What happened? The little shit went all sensitive on him. Hermann couldn't understand. "If you yell at your teenager, he's supposed to yell back, and the next day you slap each other on the back and return to work." But this guy sulked off into his room and came back five years later to nervously hand a 100-page letter to his mother. He got a law degree, then a good job in an insurance company, and he shot up through the ranks -- but was he content and comfortable? No way: he was miserable that he didn't have more time to write stories about people so tortured by their fathers that they leaped off bridges or turned into bugs. What happened to that gurgling giggling baby with the happy future?

This was all getting too much for me, in the midst of the weird lighting and warped corridors and clicketty-clacketty postmodern music of Kafka's mind. My own son had just woken up, and seemed to think that the prospect of the tortured future that he saw all around him was hilarious. He poked his head out of the wrap and gave perhaps the only squeals of delight ever heard within the Kafka Museum. I looked down to my little helper and asked for advice.

"Should we get out of here?"

He squealed and bounced up and down. So off we went.

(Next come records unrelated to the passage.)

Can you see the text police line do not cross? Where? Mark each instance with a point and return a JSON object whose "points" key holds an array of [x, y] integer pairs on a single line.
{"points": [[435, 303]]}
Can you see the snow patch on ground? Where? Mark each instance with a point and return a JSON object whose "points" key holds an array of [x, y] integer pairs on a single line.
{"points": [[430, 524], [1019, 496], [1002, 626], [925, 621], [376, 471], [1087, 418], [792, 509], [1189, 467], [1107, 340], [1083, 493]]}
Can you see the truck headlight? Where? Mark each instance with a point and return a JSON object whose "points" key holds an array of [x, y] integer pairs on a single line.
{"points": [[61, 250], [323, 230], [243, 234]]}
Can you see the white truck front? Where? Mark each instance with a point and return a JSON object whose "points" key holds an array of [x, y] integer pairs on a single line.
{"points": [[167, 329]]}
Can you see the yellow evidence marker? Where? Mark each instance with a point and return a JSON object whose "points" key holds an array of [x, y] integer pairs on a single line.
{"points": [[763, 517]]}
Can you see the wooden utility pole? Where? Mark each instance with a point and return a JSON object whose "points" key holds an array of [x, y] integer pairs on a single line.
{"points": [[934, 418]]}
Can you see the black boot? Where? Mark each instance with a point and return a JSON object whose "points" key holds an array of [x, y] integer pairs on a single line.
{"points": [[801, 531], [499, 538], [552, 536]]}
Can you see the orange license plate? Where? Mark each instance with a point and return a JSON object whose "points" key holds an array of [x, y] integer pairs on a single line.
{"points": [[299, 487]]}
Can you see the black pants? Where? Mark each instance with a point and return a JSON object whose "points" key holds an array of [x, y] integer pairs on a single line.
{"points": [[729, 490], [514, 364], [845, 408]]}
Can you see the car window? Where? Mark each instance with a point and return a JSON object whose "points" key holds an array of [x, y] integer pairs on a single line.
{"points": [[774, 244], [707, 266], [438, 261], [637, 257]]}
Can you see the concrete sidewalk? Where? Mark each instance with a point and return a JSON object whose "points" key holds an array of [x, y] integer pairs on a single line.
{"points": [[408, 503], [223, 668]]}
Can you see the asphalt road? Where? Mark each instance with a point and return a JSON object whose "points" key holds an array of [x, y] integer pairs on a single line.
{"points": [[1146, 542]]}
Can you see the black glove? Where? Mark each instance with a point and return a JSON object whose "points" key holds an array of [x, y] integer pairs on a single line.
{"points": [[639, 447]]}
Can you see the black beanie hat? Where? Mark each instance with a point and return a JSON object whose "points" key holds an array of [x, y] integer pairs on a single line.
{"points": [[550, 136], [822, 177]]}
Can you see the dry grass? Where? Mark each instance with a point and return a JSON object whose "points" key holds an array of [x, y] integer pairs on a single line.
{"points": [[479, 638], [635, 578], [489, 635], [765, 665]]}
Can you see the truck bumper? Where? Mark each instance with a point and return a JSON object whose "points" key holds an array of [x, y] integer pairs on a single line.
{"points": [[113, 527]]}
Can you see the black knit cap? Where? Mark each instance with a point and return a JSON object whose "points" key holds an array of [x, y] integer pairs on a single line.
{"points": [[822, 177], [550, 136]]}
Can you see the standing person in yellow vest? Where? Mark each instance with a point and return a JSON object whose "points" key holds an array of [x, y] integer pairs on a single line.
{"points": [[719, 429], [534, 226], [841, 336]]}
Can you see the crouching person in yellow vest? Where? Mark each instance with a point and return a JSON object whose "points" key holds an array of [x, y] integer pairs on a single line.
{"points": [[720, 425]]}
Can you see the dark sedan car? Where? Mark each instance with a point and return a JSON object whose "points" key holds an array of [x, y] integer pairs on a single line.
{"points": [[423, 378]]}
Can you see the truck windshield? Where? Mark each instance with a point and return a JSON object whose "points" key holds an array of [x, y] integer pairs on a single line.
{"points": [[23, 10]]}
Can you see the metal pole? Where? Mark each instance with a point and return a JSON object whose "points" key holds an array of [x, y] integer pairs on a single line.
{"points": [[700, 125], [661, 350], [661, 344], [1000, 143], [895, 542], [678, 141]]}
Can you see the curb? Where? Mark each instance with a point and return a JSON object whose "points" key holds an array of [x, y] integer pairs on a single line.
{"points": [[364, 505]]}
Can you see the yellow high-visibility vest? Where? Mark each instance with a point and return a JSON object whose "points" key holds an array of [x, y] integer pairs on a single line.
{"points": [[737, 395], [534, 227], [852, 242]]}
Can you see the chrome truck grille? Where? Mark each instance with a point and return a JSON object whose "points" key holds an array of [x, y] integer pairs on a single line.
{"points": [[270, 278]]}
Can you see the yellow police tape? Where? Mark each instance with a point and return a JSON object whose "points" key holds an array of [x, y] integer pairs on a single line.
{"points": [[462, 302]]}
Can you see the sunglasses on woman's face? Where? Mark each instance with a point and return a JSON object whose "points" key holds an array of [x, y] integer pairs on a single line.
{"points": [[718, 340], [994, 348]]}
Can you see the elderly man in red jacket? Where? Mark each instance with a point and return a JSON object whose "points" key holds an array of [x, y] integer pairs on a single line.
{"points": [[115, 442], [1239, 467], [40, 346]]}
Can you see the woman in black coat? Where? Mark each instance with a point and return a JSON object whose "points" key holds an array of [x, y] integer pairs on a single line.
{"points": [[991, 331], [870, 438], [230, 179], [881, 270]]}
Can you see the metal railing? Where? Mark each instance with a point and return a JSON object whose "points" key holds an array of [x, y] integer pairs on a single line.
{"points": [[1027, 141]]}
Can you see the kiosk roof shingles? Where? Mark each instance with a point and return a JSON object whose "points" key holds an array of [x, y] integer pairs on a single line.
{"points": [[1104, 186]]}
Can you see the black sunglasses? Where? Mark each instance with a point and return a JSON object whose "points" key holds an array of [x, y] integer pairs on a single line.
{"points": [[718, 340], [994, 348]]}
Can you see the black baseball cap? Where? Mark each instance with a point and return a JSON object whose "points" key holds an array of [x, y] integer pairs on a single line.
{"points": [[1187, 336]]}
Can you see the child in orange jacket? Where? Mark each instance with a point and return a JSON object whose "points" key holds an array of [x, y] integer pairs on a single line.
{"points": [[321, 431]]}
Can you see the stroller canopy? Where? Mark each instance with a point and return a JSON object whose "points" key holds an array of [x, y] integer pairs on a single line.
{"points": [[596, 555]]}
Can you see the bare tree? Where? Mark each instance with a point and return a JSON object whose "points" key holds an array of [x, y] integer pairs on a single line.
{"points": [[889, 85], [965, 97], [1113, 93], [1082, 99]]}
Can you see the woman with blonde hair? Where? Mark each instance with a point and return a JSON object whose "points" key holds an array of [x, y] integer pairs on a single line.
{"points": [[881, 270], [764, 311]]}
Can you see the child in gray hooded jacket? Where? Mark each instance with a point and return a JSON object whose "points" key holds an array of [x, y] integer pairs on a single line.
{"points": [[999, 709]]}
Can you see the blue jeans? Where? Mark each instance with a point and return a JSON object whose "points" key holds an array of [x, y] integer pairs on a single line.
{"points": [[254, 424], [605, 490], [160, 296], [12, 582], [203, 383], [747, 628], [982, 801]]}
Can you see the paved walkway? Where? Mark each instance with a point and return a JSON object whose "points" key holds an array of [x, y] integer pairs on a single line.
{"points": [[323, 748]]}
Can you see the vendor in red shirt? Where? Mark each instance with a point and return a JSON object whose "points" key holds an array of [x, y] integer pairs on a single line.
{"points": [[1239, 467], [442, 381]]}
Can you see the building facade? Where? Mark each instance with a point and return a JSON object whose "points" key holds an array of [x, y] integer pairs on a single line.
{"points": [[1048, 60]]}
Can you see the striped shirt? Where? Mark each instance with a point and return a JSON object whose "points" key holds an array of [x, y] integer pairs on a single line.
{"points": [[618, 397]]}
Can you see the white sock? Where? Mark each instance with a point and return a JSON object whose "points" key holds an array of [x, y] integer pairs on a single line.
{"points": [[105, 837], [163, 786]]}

At the end of the museum there was of course a gift shop. That is the final proof that Kafka's novels were unfinished: their nightmare vision could not possibly be complete without a gift shop. I went out through the gift shop to the courtyard beyond.

Thankfully at least one person involved in the museum's design had some sympathy for the visitors. In a fountain in the middle of the courtyard they had constructed the perfect Kafka Museum Antidote statue. It was of two men urinating. Even better than that, the man were mechanical. Each pelvis slowly rotated from side to side, urinating a wide swath of the fountain. I walked over to it and my son and I laughed at it together.

Then I went to get a coffee.



NOTE: There will not be a post on Monday.